Nyquest is a powerful semantic compression proxy for LLMs, designed to reduce token usage by 15–75% while preserving meaning. Featuring 350+ compiled rules and a local LLM stage, it is compatible with popular models and easy to install. Streamline your workflows without compromising intent or context.
Nyquest: Semantic Compression Proxy for LLMs
Nyquest is a sophisticated semantic compression proxy specifically designed for Large Language Models (LLMs).

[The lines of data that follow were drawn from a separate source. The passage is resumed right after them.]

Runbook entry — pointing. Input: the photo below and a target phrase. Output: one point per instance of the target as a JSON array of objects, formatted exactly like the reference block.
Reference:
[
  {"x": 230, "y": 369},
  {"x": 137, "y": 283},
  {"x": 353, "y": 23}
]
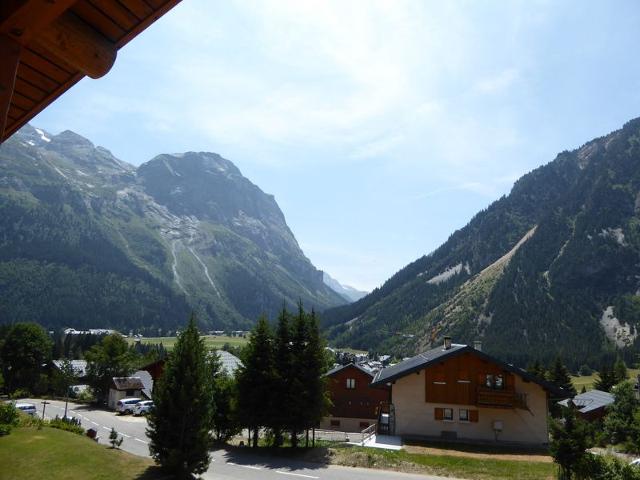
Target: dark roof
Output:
[
  {"x": 425, "y": 359},
  {"x": 147, "y": 382},
  {"x": 333, "y": 371},
  {"x": 128, "y": 383},
  {"x": 589, "y": 401}
]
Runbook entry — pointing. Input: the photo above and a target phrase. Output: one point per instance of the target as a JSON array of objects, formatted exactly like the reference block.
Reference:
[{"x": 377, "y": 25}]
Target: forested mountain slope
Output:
[
  {"x": 552, "y": 268},
  {"x": 89, "y": 241}
]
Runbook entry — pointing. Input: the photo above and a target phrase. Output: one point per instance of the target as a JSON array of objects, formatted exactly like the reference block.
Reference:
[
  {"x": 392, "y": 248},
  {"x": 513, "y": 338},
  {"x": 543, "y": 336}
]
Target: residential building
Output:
[
  {"x": 459, "y": 392},
  {"x": 124, "y": 387},
  {"x": 590, "y": 405},
  {"x": 354, "y": 404}
]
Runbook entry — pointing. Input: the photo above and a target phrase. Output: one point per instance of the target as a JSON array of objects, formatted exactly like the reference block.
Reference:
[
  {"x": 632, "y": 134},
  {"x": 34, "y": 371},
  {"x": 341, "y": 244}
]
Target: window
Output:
[
  {"x": 463, "y": 415},
  {"x": 495, "y": 382}
]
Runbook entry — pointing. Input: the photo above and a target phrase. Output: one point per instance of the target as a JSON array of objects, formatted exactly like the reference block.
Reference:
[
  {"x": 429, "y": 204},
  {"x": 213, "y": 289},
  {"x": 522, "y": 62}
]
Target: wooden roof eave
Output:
[{"x": 66, "y": 38}]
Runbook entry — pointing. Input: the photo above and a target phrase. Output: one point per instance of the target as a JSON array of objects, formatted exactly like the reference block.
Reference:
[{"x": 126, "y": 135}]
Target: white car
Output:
[
  {"x": 143, "y": 407},
  {"x": 28, "y": 408},
  {"x": 126, "y": 404}
]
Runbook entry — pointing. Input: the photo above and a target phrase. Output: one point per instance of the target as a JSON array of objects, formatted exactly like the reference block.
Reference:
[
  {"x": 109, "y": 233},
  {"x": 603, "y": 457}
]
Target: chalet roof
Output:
[
  {"x": 147, "y": 382},
  {"x": 128, "y": 383},
  {"x": 48, "y": 46},
  {"x": 229, "y": 362},
  {"x": 335, "y": 370},
  {"x": 79, "y": 366},
  {"x": 438, "y": 354},
  {"x": 589, "y": 401}
]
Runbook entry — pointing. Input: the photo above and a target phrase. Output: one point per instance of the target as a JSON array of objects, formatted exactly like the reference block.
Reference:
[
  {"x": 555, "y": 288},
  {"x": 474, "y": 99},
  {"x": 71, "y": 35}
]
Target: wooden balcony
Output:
[{"x": 488, "y": 397}]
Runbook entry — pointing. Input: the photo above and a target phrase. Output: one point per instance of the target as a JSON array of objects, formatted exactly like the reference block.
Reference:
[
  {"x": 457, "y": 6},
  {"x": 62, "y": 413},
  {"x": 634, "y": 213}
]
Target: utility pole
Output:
[{"x": 44, "y": 406}]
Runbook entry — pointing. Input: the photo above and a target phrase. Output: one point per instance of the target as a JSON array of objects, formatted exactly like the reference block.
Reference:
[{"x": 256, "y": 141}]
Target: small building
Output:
[
  {"x": 590, "y": 405},
  {"x": 79, "y": 366},
  {"x": 124, "y": 387},
  {"x": 355, "y": 405},
  {"x": 459, "y": 392}
]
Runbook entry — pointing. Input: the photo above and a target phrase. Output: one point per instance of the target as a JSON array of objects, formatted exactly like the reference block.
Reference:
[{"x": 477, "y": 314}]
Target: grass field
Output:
[
  {"x": 445, "y": 465},
  {"x": 211, "y": 341},
  {"x": 588, "y": 380},
  {"x": 28, "y": 453}
]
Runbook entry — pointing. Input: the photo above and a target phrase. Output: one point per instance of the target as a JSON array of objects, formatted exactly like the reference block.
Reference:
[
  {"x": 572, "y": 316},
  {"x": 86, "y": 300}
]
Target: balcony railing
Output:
[{"x": 501, "y": 398}]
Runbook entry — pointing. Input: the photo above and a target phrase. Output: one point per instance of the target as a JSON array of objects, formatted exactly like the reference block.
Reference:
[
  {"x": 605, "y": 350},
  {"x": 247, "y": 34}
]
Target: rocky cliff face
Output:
[
  {"x": 89, "y": 241},
  {"x": 552, "y": 268}
]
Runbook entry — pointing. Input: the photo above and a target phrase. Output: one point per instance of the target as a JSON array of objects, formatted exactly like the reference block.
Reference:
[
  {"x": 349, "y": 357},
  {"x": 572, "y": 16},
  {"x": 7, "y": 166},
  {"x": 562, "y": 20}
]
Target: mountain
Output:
[
  {"x": 87, "y": 240},
  {"x": 551, "y": 269},
  {"x": 348, "y": 293}
]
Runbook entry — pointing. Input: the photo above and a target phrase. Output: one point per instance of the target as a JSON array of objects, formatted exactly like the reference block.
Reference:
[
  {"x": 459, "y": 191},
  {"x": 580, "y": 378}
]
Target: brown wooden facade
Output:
[
  {"x": 467, "y": 379},
  {"x": 351, "y": 396}
]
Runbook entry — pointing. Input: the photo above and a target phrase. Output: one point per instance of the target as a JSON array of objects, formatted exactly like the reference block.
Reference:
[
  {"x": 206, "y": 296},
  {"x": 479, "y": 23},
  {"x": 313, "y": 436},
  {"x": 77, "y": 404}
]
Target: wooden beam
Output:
[
  {"x": 75, "y": 42},
  {"x": 23, "y": 20},
  {"x": 9, "y": 60}
]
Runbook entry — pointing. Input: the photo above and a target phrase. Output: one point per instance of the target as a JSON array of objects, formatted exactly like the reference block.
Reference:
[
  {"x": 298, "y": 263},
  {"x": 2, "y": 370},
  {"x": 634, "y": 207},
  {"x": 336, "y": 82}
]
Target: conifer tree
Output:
[
  {"x": 620, "y": 370},
  {"x": 256, "y": 381},
  {"x": 560, "y": 376},
  {"x": 182, "y": 415},
  {"x": 313, "y": 366},
  {"x": 284, "y": 393},
  {"x": 606, "y": 379}
]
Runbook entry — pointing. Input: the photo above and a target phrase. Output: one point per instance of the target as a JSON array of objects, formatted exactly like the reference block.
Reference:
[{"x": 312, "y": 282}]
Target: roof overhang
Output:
[
  {"x": 382, "y": 380},
  {"x": 47, "y": 46}
]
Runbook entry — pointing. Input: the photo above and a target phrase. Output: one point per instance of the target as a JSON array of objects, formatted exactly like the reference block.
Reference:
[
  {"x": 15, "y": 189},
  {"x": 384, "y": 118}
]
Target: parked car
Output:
[
  {"x": 28, "y": 408},
  {"x": 143, "y": 407},
  {"x": 126, "y": 404}
]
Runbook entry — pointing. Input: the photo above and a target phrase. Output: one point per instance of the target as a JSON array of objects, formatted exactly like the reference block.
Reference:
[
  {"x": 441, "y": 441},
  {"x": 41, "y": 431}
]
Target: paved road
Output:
[{"x": 236, "y": 464}]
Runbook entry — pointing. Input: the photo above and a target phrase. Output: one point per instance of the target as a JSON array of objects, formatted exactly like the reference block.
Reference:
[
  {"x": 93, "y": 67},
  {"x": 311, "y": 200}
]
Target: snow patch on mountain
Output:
[{"x": 620, "y": 333}]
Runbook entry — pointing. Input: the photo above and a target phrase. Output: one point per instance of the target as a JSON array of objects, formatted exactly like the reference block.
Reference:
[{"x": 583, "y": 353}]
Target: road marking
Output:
[{"x": 295, "y": 474}]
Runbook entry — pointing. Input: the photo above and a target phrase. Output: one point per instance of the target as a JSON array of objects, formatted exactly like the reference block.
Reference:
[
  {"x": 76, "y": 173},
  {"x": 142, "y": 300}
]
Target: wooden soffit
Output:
[{"x": 46, "y": 46}]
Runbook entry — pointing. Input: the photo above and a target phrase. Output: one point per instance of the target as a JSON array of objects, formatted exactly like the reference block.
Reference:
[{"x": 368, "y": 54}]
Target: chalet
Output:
[
  {"x": 459, "y": 392},
  {"x": 590, "y": 405},
  {"x": 124, "y": 387},
  {"x": 354, "y": 404}
]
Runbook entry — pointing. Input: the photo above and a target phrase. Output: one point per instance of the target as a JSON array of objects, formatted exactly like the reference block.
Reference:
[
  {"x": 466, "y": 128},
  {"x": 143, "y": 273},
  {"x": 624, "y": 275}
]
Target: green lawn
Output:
[
  {"x": 445, "y": 465},
  {"x": 28, "y": 453},
  {"x": 211, "y": 341},
  {"x": 589, "y": 380}
]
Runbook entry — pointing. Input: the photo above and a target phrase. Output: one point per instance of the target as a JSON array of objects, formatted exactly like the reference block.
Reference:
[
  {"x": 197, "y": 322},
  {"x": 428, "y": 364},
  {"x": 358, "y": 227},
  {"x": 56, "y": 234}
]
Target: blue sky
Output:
[{"x": 380, "y": 126}]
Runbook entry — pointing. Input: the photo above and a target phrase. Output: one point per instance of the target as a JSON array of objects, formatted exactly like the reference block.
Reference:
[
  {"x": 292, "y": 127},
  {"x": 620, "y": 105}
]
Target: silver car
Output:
[{"x": 143, "y": 407}]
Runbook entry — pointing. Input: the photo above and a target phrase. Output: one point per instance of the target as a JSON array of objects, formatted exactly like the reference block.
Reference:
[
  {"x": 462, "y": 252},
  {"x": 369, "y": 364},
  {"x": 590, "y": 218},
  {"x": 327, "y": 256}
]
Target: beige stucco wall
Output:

This innovative tool effectively reduces LLM token usage by 15–75% without sacrificing the intent and meaning of the prompts.
Key Features
- Drop-in proxy for integration with existing LLMs, featuring over 350 compiled rules and a local LLM semantic condensation stage using Qwen 2.5 (1.5B model).
- A simple one-shot installer that configures environment dependencies, builds the necessary components, and sets up a systemd service.
- The ability to work seamlessly with various LLM models including those from Anthropic, OpenAI, Gemini, xAI, and OpenRouter.
- A unique System preflight validation tool to check hardware and software compatibility, optimizing the performance and efficiency of token processing.
Key Benefits
- Significant Token Savings: Save valuable tokens by intelligently managing prompt structures through advanced regex rules tailored to maintain context and meaning.
- Performance: With a latency of under 2ms for rules-only processing, Nyquest ensures high throughput with up to 1,408 requests per second and efficient usage of system resources.
- Flexibility: Offers tiered hardware recommendations allowing users to optimize for different capabilities, from basic rule applications to advanced semantic compression leveraging dedicated GPU resources.
How It Works
Nyquest utilizes a six-stage pipeline for processing prompts:
- Normalizer: Resolves duplicate and conflicting instructions, optimizing prompt clarity.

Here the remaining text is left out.